I just came across Evan Grant’s fascinating TED 2009 talk on “Making Sound Visible through Cymatics.” Cymatics describes the process of visualizing sound. Sound waves create vibrations—patterns—that can be visualized on the surface of a plate covered with sand as depicted below.
In his talk, Evan demonstrates how different sound frequencies create distinctly different geometric sand patterns. As the sound frequencies increase, so does the complexity of the sand patterns themselves. He describes cymatics as a “looking glass into a hidden world” that can “unveil the substance of things not seen.”
For example, a lexicon of dolphin language is actually being created using cymatics by visualizing the sonar beams that dolphins emit. Cymatics can also be used to create natural art forms. The picture below is a visualization of Beethoven’s 9th Symphony created using a cymatic device. Cymatics can also recreate archetypal forms of nature such as snowflakes or starfish.
It’s not entirely clear what all this means. As Evan notes, cymatics is still a very young field and not many people are working in this line of research. Cymatics shows that sound has form and can effect form in matter. So Evan asks us to think about the universe forming, “about the immense sound of the universe forming, and to ponder on that … perhaps cymatics had an influence on the formation of the universe itself.” Watch Evan’s 5-minute TED Talk below.
In closing, Evan encourage us to apply our passions, knowledge and skills to areas like cymatics. I find this field very interesting because of the analogies with crisis mapping. As often mentioned on iRevolution, crisis mapping is about rendering otherwise hidden patterns visible to improve situational awareness and decision-making.
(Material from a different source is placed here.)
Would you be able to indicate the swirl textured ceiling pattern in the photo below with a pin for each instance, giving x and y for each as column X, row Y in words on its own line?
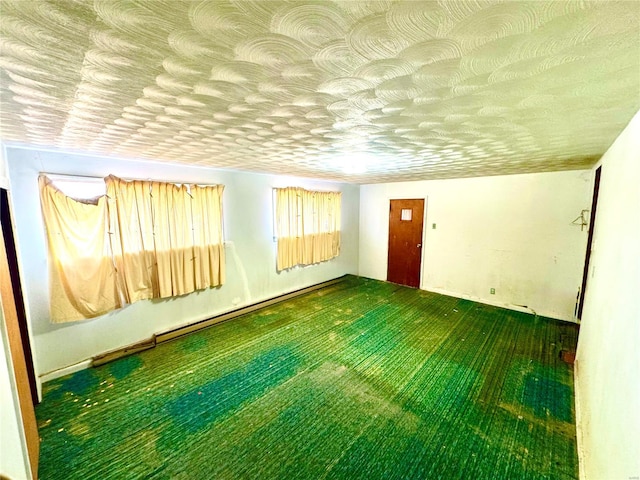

One can think of conflict processes as sound waves or vibrations and the “plates” as crisis mapping platforms like Ushahidi. We need to “vibrate” conflict data at different frequencies and to develop visual analytics—different templates for data visualization—in order to visualize patterns in a compelling fashion. One might call this the “String Theory” of Crisis Mapping.
A colleague and I tried analyzing conflict data as music back in 2006 when I was at the Santa Fe Institute (SFI). I had been inspired by the work of an Italian geophysicist who had taken seismic data (tremblings of the earth) and analyzed the data as music in order to look for “melodic” patterns. We used conflict event-data from Afghanistan but the result was not particularly music to my ears—but then again, neither is war.